Was wir erreicht haben

Mittel für Sportbad gesichert

Bei der Vorbesprechung des Haushaltsentwurfs für 2009, am Montag 10.11.2009 stellt Rainer Schönberg erstaunt fest, dass die Baumaßnahme Sportbad, in Weiterführung des Bürgerbegehrens weder mit Planungsmitteln noch mit Baumitteln enthalten waren.

Da dies ein eklatanter Verstoß gegen die Zusage der Stadt Augsburg gegenüber den Initatioren des Bürgerbegehrens Plärrerbäder darstellte, bestand der seinerzeit Mitinitatior Rainer Schönberg bei der Vorbesprechung mit der CSU und Pro Augsburg darauf, dass diese Maßnahme unbedingt in den Haushaltsplan 2009 aufgenommen werden muß. Alles andere würde eine dreiste Mißachtung der eigenen Zusicherung durch die Stadtverwaltung darstellen.

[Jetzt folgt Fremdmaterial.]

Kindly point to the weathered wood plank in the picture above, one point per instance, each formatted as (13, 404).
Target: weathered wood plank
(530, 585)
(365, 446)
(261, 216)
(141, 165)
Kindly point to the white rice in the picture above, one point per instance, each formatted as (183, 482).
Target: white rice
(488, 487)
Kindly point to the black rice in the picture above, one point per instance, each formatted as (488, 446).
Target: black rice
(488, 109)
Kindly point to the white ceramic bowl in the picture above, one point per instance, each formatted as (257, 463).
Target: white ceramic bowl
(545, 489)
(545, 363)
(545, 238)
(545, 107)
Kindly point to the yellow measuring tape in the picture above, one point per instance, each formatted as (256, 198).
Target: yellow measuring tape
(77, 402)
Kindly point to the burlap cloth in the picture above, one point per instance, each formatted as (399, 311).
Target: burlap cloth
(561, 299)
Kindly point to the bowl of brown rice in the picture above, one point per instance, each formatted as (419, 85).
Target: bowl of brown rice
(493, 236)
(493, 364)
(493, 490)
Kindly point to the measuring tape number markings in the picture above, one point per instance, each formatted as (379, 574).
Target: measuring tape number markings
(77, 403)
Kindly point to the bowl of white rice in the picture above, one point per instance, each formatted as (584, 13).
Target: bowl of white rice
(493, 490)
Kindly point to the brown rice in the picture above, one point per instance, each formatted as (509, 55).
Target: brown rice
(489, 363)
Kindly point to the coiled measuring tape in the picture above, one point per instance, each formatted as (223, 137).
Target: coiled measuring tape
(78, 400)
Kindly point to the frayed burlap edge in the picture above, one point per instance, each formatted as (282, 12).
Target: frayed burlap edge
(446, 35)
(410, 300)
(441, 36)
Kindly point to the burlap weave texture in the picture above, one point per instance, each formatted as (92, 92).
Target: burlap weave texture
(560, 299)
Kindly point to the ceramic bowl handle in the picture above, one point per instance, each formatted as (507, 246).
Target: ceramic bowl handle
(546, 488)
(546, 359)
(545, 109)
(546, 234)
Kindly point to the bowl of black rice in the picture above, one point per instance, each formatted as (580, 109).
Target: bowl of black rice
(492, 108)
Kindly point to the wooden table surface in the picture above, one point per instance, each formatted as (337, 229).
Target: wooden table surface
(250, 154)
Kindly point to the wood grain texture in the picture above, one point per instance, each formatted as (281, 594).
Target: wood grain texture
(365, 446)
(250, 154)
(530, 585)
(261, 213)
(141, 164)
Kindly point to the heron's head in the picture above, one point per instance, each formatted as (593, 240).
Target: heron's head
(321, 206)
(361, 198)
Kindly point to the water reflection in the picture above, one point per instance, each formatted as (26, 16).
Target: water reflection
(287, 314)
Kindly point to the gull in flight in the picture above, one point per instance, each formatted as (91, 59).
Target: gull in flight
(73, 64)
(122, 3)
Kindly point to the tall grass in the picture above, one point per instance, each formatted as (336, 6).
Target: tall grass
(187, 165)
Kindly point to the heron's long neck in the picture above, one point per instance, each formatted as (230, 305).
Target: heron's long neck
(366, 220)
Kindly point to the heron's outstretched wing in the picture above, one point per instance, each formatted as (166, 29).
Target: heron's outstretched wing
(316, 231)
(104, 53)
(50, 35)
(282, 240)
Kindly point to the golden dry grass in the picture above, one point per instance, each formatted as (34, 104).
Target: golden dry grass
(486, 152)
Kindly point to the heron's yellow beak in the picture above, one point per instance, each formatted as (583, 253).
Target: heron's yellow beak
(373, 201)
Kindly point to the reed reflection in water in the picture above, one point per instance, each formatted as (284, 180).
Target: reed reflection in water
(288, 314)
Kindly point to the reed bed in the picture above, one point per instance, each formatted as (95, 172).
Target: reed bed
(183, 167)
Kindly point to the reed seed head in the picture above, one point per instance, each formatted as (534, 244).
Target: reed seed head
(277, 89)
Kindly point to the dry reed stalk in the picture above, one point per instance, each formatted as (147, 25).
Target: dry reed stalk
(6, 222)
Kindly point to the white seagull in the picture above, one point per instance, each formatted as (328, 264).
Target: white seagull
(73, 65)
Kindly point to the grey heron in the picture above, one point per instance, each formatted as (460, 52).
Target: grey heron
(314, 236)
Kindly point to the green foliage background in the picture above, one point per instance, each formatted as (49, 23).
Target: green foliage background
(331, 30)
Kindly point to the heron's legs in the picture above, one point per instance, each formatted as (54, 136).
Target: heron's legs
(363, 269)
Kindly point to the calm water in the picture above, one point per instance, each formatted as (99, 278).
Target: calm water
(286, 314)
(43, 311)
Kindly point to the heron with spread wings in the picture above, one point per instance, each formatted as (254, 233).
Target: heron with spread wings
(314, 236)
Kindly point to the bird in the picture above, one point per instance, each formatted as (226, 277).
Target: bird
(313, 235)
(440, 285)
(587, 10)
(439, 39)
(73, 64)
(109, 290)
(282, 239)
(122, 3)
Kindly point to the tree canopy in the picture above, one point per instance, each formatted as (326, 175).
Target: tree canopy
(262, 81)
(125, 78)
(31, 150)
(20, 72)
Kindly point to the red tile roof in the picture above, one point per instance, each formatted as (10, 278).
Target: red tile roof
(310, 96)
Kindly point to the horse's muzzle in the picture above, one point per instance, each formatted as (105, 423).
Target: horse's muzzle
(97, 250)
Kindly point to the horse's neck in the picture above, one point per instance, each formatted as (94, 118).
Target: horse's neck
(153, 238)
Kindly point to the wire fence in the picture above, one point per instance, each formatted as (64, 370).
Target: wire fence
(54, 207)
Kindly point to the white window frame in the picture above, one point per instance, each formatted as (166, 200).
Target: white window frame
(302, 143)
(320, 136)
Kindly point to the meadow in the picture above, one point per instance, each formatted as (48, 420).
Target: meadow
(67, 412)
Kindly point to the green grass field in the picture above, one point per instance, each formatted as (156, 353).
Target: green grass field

Durch zähes Verhandeln gelang es dem Stadtrat der Freien Wähler, Rainer Schönberg, dass in dem künftigen Haushaltsplan 50.000 Euro als Planungsmittel für das Sportbad aufgenommen werden sollten, sowie eine Verpflichtungsermächtigung in Höhe von 1,6 Mio. Euro um nach dem vorliegen einer umsetzbaren Planung noch im September 2009 mit der Baumaßnahme Sportbad beginnen zu können.


Familienbad gerettet


Durch die städtische Haushaltspolitik drohte 2003 das Aus für das Familienbad an der Schwimmschulstraße in Augsburg.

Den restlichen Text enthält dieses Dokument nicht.